I think the problem is that the launch activity in your manifest is the legalbabble activity, so when you click on the icon, the system launches another one. A better architecture would be to launch the legalbabble activity it from your EtMain activity in the onCreate method of the latter, using startActivityForResult. From the docs:
As a special case, if you call startActivityForResult() with a requestCode >= 0 during the initial onCreate(Bundle savedInstanceState)/onResume() of your activity, then your window will not be displayed until a result is returned back from the started activity.
When you get the result in onActivityResult, you can call finish() if the legal stuff was declined; otherwise everything will proceed normally.
This avoids the problem that the launch activity defined in your manifest finishes when the legal stuff is accepted.
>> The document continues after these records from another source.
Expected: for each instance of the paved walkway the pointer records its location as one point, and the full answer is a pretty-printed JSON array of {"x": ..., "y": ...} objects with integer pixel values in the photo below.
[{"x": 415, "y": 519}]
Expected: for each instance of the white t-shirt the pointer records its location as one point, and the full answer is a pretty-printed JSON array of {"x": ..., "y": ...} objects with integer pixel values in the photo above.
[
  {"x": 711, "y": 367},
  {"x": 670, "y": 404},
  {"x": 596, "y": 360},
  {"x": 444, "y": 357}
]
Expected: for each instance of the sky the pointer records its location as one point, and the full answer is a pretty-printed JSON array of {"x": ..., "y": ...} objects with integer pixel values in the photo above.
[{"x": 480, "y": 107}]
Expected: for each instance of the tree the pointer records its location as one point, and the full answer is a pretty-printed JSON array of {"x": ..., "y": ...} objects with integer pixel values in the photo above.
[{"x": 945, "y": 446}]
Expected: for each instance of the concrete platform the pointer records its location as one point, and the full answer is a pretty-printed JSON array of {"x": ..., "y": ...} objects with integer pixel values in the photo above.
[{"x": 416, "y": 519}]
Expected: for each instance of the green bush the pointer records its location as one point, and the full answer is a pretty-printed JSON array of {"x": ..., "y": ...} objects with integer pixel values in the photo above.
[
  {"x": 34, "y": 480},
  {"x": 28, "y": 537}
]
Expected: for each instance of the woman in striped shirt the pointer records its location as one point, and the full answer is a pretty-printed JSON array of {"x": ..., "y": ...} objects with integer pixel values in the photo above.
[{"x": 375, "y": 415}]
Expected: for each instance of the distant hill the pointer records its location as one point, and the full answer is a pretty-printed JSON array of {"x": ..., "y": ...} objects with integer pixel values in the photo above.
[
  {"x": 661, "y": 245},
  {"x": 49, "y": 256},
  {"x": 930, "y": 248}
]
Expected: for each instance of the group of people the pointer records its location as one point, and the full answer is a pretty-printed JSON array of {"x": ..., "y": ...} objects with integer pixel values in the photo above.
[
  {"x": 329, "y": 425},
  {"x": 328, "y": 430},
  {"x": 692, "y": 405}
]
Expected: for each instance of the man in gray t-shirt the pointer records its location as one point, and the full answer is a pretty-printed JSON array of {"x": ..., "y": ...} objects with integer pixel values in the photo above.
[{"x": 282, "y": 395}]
EtMain will not remain forever, if the user backs out (by pressing the BACK key) the Activity will be finished (onPause, then onStop, then onDestroy will be called).
In general you can ignore onRestore until you are doing something complicated.
Once the user has exited your application and re-enters (or presses the icon on the Homescreen), onCreate (followed by onStart and onResume) will be called for your first activity, so you do not need any logic in onRestart, your code in onCreate will do the setting up for you as it did the first time. Because of this your legal babble will appear again when the user starts the app after exiting unless you store a preference (in SharedPreferences or a database or file) to indicate you have already displayed it - in which case finish it straight away and start the main activity.
onRestart is only called when the application goes from the stopped state (onStop has been called but not onDestroy) to the started state (onStart is called but onResume has not yet).
For saving data - some components save their state automatically (e.g. EditTexts remember the text in them, TabHosts remember the currently selected tab etc). Some components will not. If you wish to save extra data then make use of onSaveInstanceState and onRestoreInstanceState. You should only use these methods to restore the state of your application or temporary data, not important things, e.g. the id of the resource what the user was looking at, what zoom level they were at etc. For things like contacts or actual data you should commit these changes to a database, SharedPreferences or other permanent storage (e.g. file) when onPause is called.
I recommend taking a look at the Android Activity lifecycle if you are confused. Or ask more questions!